Mack sent off a boat at once in search.
XIII
The fact of the matter was, that Enok’s confession had taken Rolandsen all unawares. He was free now, but, on the other hand, he had not the four hundred Daler to pay Mack. And so it came about that he took the boat, with Børre’s gear and tackle, and rowed away in the silent night. He made for the outer islands, and that was a six-mile journey, part of it over open sea. He rowed all night, and looked about in the morning till he found a suitable island. Here he landed; wild birds of all sorts flew up about him.
Rolandsen was hungry; his first thought was to gather a score of gull’s eggs and make a meal. But he found the eggs all addled. Then he rowed out fishing, and had more luck. And now he lived on fish from day to day, and sang and wore the time away, and was lord of that island. When it rained, he had a first-rate shelter under an overhanging rock. He slept on a grassy patch at night, and the sun never set.
Two weeks, three weeks, passed. Rolandsen grew desperately thin from his wretched mode of life, but his eyes grew harder and harder from sheer determination, and he would not give in. His only fear was that someone might come and disturb him. A few nights back there had come a boat, a man and a woman in it—a pair out gathering down. They would have landed on the island, but Rolandsen was by no means that way inclined. He had sighted them afar off, and had time to work himself up into a fury, so that when they arrived, he made such threatening play with Børre’s tiny anchor that the couple rowed away in fright.
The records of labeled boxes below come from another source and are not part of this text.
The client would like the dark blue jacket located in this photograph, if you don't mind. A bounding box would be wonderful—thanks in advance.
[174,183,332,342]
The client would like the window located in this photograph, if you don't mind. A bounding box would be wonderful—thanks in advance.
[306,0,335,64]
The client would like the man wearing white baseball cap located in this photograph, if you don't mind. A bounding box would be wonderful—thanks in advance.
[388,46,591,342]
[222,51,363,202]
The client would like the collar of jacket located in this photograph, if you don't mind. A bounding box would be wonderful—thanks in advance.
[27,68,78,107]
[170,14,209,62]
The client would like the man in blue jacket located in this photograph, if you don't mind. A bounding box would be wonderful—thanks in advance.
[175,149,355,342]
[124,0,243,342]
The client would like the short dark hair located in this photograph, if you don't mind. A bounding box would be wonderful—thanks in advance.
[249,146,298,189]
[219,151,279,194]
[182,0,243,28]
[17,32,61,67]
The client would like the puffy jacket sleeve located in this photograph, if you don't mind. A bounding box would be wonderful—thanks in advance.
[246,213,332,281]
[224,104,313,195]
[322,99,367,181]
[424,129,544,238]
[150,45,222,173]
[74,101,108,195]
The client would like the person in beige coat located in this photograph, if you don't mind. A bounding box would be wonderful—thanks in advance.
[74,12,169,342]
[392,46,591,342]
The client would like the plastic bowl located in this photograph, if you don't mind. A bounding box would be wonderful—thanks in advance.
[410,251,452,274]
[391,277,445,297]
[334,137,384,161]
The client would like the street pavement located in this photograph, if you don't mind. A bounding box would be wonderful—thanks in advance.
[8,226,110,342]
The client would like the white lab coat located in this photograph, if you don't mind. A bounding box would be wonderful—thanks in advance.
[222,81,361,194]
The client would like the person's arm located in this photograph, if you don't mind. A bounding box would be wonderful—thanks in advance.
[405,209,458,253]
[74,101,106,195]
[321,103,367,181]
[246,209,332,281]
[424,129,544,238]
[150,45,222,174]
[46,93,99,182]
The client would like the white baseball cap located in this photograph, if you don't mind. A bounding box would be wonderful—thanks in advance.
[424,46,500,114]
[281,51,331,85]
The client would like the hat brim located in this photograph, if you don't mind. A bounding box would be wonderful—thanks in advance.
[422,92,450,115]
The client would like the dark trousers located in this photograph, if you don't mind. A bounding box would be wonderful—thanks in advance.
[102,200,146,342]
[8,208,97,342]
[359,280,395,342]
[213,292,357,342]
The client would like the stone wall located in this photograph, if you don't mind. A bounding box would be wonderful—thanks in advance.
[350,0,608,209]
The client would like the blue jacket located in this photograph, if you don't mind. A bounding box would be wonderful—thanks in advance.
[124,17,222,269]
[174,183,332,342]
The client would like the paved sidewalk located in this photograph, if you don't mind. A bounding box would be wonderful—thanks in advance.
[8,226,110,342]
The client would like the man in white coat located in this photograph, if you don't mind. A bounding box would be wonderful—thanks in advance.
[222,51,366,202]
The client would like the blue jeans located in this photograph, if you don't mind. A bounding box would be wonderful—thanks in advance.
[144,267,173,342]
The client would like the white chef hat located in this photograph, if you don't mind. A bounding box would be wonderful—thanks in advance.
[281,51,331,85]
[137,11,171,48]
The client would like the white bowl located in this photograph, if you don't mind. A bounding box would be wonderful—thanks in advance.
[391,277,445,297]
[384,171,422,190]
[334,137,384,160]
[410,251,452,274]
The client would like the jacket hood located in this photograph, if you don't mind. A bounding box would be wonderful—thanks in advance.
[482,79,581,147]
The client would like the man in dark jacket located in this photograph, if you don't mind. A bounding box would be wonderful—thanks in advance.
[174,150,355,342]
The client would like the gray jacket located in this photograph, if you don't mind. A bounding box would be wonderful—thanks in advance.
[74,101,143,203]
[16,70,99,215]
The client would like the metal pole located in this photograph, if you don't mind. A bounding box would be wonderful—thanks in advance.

Then Rolandsen laughed to himself, and a most uncomely fiend he was to look at, with his hollow cheeks.
One morning the birds made more noise than usual, and Rolandsen awoke, though it was still so early as to be almost night. He sees a boat making in, already close at hand. It was always a trouble with Rolandsen that he was so slow to anger. Here was this boat coming in, and its coming highly inconvenient to him just then, but by the time he had worked up an adequate rage, the men had landed. If only they had given him time, he might have done something to stop them; might have pelted them to rags with stones from the beach.
They were two of Mack’s folk from the factory, father and son. They stepped ashore, and “Goddag!” said the older one.
“I’m not the least little pleased to see you, and I’ll do you a hurt,” said Rolandsen.